Un algorithme et des couleurs
Il s’agissait de mettre au point un algorithme
de cartographie utilisant les données acquises
par la Kinect. Ces données sont des distances
entre la caméra et de nombreux points de la
plante, mais pour que l’algorithme puisse faire
correspondre des feuilles à ces points (comme
le montre la figure B, on peut alors visualiser
chaque feuille via différentes couleurs), il faut
lui fournir au préalable quelques informations
sur la structure spatiale typique d’un feuillage
(quant à la distinction entre une branche et une
feuille et quant à l’espacement relativement
régulier des branches). On peut ensuite mettre
en correspondance (opération nommée
recalage) cette cartographie avec des images
acquises par d’autres caméras et qui donnent
des informations sur l’état de santé du feuillage :
l’imagerie thermographique, par exemple,
permet de détecter la présence de la tavelure
du pommier, un champignon qui se développe
à la surface des feuilles, les feuilles malades
étant les plus froides (en bleu dans la figure C) ;
à chaque feuille sont ainsi associées des
données thermographiques (figures D et E) et
il est alors possible de connaître la distribution
spatiale et la sévérité de l’infection.
Cette application devrait rendre possible
la production de diagnostics automatisés,
nombreux, peu coûteux, non destructifs,
impossibles à réaliser à l’œil nu et reproductibles
à loisir. Il est notamment envisagé d’y recourir
en plaçant des caméras dans des serres ou
au-dessus de tapis roulants, par exemple
pour détecter précocement des pathologies
dans des productions maraîchères. Cette
application devrait aussi offrir des moyens
inédits aux études et recherches portant sur la
croissance des végétaux ou sur les processus de
développement de pathologies végétales.
1. contraction de phénotype et de TIC (technologies
de l’information et de la communication), un projet porté par l’Institut de formation et de recherche Quasav (Université d’Angers/Inra/Agrocampus Ouest/ Université de Nantes).

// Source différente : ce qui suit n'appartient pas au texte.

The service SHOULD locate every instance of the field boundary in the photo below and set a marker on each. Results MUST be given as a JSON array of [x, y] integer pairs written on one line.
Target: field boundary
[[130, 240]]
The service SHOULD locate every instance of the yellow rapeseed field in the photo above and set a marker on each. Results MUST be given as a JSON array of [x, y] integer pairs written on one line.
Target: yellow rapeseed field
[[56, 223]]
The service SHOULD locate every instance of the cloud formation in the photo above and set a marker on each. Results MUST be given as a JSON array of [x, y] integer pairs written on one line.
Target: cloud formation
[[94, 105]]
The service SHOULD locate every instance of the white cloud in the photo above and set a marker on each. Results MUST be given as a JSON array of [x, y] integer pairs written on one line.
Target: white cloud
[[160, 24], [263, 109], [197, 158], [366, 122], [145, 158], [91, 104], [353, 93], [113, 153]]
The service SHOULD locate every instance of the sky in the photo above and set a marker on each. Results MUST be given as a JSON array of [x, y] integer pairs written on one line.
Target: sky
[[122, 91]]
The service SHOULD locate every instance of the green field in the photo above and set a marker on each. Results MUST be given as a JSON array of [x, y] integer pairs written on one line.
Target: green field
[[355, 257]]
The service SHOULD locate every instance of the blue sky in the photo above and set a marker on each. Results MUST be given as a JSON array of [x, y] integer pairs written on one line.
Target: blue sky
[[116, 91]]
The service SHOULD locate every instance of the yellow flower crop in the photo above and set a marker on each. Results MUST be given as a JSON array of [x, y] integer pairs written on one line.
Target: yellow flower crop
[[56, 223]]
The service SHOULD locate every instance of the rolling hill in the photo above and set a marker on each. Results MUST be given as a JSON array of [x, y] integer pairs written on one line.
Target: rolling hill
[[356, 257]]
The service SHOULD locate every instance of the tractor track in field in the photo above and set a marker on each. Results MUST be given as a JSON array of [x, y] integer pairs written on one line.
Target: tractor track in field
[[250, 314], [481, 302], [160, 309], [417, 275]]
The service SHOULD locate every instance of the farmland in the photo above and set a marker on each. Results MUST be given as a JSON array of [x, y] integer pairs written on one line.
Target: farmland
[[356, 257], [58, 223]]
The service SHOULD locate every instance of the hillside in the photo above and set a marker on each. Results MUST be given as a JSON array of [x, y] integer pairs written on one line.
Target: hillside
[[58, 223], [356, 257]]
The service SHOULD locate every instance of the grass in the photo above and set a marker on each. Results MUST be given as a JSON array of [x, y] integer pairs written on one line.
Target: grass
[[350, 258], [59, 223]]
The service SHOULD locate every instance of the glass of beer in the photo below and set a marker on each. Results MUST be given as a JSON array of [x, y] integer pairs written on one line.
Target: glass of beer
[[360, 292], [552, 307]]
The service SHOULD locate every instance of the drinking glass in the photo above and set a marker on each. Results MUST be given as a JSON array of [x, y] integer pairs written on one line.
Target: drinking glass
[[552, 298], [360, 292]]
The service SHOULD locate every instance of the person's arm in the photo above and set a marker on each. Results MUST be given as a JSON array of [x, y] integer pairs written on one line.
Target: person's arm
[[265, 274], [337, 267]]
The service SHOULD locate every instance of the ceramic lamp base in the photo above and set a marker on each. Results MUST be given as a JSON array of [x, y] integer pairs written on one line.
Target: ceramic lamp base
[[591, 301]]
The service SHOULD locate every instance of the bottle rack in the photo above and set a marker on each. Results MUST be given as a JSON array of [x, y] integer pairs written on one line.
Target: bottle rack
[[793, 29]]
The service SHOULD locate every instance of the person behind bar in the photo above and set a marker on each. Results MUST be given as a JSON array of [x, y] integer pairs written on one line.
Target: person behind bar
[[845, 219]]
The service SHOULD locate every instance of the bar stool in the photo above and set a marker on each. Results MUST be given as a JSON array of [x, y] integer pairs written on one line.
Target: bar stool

2. doctorat co-encadré par François Chapeau-Blondeau et mené en collaboration avec l’IRHS d’Angers, Institut de recherche en horticulture et semences
• On the use of depth camera for 3D phenotyping of entire plants, Y. Chéné, D. Rousseau, P. Lucidarme, J. Bertheloot, P. Morel, E. Belin, F. Chapeau-Blondeau (Computers and Electronics in Agriculture 82, pp122-127, 2012)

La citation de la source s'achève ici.